On the same trip, I was introduced to Mike Riste, Macan’s biographer. Mike’s a passionate historian, with a special interest in Vernon Macan. He was kind enough to have lunch and fill me in on Macan’s history, a lot about his life and a little about his architecture. Macan led a fascinating life that sparked my interest to do more research on my own, more specific to his golf architecture.

Have you seen the California Golf Club of San Francisco? Thoughts?

I have. Funny, the last time I was there, about 2009, I played with George Waters, Tom Doak and Jim Urbina. California Golf Club is one of my favourite courses. It’s one of my favourite places, actually. Kyle Phillips and his team did an incredible job renovating the course, turning it from one people had kinda forgotten about into a course everyone’s still talking about since the renovation. George, who’s also worked for me quite a bit, did a lot of the shaping.

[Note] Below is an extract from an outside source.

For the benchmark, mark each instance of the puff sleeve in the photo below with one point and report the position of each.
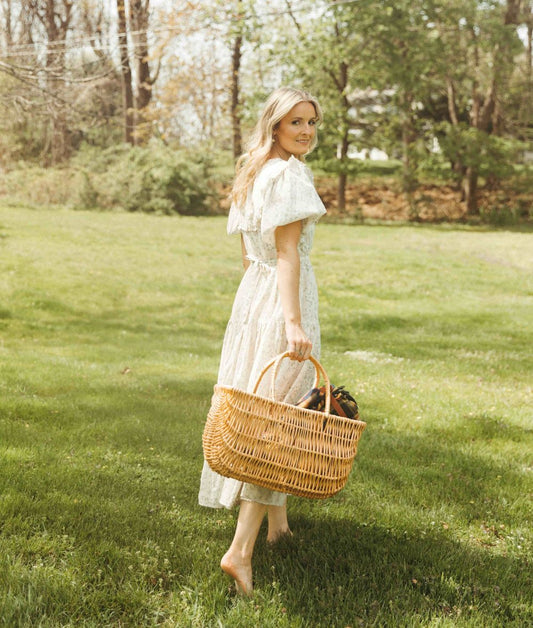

Willie Locke was the original architect at the Cal Club. Apparently, club directors weren’t happy with Locke’s design and early progress, so Macan was hired to take over as designer after construction of the course had started, in 1923 or ’24. Shortly after Macan finished the course, Alister Mackenzie and Robert Hunter were hired to re-bunker the course. Then Kyle and his team made some significant changes to the routing, bunkers and some of the greens, too. I can’t confidently say how much Macan is out there at Cal Club any longer.

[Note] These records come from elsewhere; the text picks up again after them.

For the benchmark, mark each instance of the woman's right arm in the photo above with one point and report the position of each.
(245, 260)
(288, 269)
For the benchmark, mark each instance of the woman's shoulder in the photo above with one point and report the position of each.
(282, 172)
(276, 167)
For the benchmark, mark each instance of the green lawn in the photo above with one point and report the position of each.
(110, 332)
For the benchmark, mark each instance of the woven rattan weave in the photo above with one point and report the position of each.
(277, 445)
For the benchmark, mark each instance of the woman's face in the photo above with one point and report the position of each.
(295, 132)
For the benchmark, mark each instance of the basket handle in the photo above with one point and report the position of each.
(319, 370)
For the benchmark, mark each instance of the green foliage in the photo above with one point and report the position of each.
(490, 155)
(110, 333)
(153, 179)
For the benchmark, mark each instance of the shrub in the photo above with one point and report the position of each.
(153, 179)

The Cal Club is a wonderful mix of a Locke routing, a Macan course, bunkered and renovated by MacKenzie and remimagined by Kyle Philips.

Reminds me of a great line from Bruce Lietzke. During the 2002 Canadian Senior Open, someone asked Lietzke how he’d compare Essex Golf and Country Club to other Donald Ross courses he’d played. Lietzke answered, “I don’t care if it was designed by Donald Ross or Donald Duck, I just like the course a lot.” I feel the same about Cal Club.

The last green I have putted off of (!) is the 13th green at the Cal Club and though uphill, it represents one of my favorite approach shots in golf. Name three other Macan greens that both inspire and infuriate.

Definitely the 9th at Victoria, which is another lay-of-the-land green at the end of a 200-yard uphill par 3 out on “the point”. It’s a beautiful hole, mostly because of how the green fits the landscape so perfectly. But that green has a wicked back-to-front, left-to-right slope that’s further complicated most days by a brisk seaside wind. Putting off the front-right corner of this green is easy to do.

Another is the 15th at Fircrest, one of my favourite greens anywhere. The 15th is a staunch par 4, one of the longest on the course featuring another gorgeous Macan—designed green that fits the ground perfectly. But, with a relatively subtle spine running vertically through the centre of the putting surface, this predominately back-to-front sloping green falls off on three sides … right, left and front. It’s slick, and that simple spine makes any and every putt difficult to read.

The 3rd at Inglewood is another wicked one. A couple, three years ago we nearly doubled the size of this green, which had significantly shrunk over time. It’s still only about 4,000 square feet, with another vicious left-to-right slope. By regaining a couple thousand square feet of green surface, we restored some fringe hole locations that force golfers to think about angles of approach and using slopes on the green to their advantage at a hole that usually plays sub-300 yards, most days. Those fringe hole locations are tough to get close to, and the entire green, with its 1919 era slopes, is challenging to putt.

Is Victoria Golf Club an original Macan design?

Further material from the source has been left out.